38. La Commission exclut également que la jurisprudence plus récente citée par certaines des requérantes - et en particulier les arrêts de la Cour du 24 juin 1986, AKZO Chemie/Commission (53-85, Rec. p. 1965), du 18 octobre 1989, Orkem/Commission (374-87, Rec. p. 3283), et du 28 novembre 1991, BEUC/Commission (C-170-89, Rec. p. I-0000) - soit venue modifier l'appréciation qu'il convient de porter en droit sur les demandes formulées par les requérantes à cet égard. La défenderesse fait notamment valoir qu'on ne saurait mettre sur le même plan, d'une part, une CG et, d'autre part, une décision de transmettre à un tiers plaignant des informations confidentielles - laquelle revêt un caractère final en ce sens que la nature confidentielle d'une information est définitivement perdue dès sa communication à un tiers - ou encore une décision prise en vertu de l'article 11 du règlement n° 17, laquelle, contrairement à une CG, impose une obligation à son destinataire. De l'avis de la Commission, les requérantes ne sauraient non plus invoquer la jurisprudence BEUC, puisque, contrairement aux entreprises destinataires d'une CG en matière de concurrence qui sont recevables à attaquer la décision finale, le tiers plaignant dans les procédures en matière de dumping n'a pas qualité pour introduire un recours en annulation contre la décision finale.
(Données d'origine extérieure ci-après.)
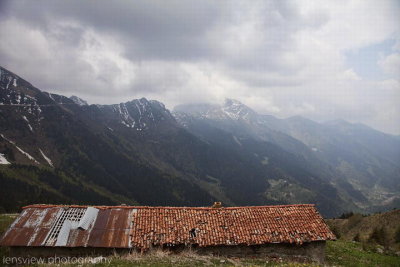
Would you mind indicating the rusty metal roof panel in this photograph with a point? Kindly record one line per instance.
(143, 227)
(32, 222)
(109, 238)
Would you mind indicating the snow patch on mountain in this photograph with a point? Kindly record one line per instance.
(3, 159)
(46, 158)
(20, 150)
(78, 101)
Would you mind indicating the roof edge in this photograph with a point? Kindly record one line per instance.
(43, 206)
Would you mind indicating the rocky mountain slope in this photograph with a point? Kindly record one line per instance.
(55, 149)
(361, 163)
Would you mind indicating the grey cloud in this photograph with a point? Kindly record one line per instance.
(276, 53)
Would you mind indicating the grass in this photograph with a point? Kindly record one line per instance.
(5, 221)
(345, 253)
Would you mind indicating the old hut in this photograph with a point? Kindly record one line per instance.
(295, 231)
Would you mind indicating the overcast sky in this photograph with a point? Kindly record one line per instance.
(320, 59)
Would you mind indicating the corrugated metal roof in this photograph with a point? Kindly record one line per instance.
(143, 227)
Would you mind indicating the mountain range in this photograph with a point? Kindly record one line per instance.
(55, 149)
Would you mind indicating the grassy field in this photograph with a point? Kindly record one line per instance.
(338, 253)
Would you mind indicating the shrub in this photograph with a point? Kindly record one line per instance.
(357, 238)
(379, 236)
(397, 235)
(346, 215)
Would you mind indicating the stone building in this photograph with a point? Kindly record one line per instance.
(288, 231)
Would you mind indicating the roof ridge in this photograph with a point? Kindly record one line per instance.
(164, 207)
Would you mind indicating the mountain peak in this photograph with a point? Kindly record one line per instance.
(236, 109)
(78, 101)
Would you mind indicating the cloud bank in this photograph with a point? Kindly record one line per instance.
(280, 57)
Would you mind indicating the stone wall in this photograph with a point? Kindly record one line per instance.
(313, 251)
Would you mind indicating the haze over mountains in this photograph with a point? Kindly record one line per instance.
(55, 149)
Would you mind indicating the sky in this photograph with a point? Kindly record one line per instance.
(323, 60)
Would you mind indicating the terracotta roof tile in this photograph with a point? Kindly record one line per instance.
(143, 227)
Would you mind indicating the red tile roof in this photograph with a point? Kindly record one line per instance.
(143, 227)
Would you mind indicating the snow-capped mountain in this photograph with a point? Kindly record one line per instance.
(358, 160)
(61, 150)
(78, 101)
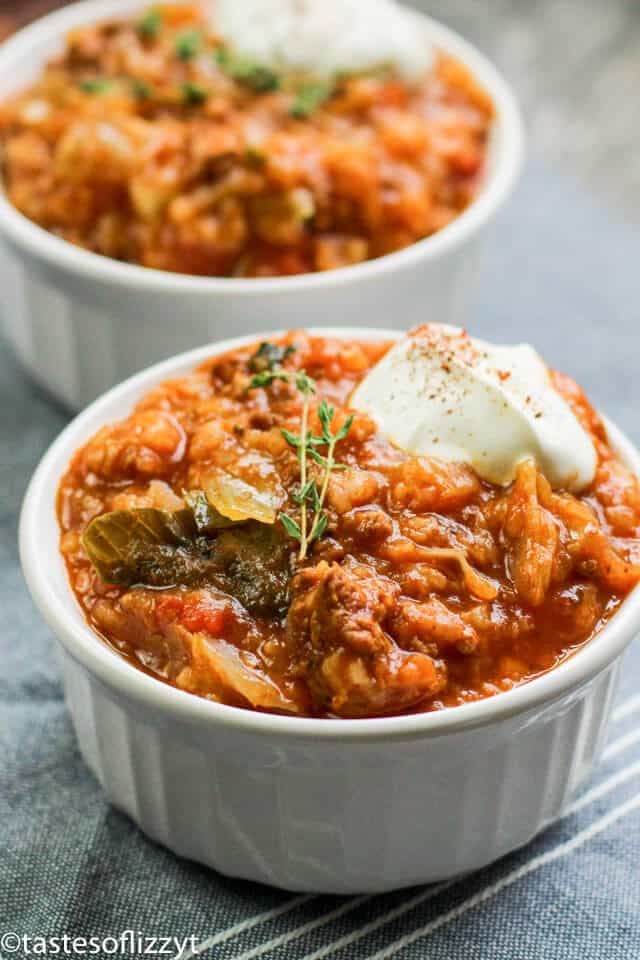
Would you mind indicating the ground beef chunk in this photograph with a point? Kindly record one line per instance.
(337, 627)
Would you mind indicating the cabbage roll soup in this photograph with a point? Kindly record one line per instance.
(248, 142)
(333, 528)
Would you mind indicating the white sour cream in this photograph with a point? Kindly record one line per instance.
(441, 393)
(324, 37)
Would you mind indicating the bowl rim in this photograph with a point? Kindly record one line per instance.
(508, 149)
(101, 660)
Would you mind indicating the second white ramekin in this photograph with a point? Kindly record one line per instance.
(80, 322)
(328, 806)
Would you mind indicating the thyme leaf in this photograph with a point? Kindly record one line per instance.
(311, 494)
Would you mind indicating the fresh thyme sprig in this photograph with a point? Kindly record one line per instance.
(309, 497)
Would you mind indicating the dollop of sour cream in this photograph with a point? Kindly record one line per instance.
(325, 37)
(441, 393)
39. La Commission souligne en outre que, pas plus que la CG, les "actes" qui l'entourent ne sont susceptibles d'aucun recours, dans la mesure où ils n'ont aucune conséquence juridique ni ne mettent un terme à une procédure autonome.
40. Selon la Commission, puisque les mesures attaquées sont des mesures préparatoires, aucun préjudice irréparable ne peut en résulter, et cela d'autant plus qu'aucune des requérantes n'a avancé des éléments dignes de foi. La Commission conteste, à cet égard, les dires de la requérante Blue Circle, selon laquelle l'urgence découlerait du fait que la Commission devrait prendre une décision finale avant la fin du mandat de ses membres actuels, c'est-à-dire avant le 5 janvier 1993. Tout en contestant cette affirmation, la défenderesse fait remarquer que, même dans l'hypothèse où elle aurait effectivement fait une telle déclaration, cet élément ne saurait être invoqué pour mettre en cause la régularité de la procédure administrative suivie en l'espèce, la Commission étant parfaitement habilitée à déterminer un programme de priorités, sans pour autant que la fixation d'un tel programme soit de nature à préjuger du contenu de l'éventuelle décision finale ou à compromettre le déroulement normal des procédures en cours.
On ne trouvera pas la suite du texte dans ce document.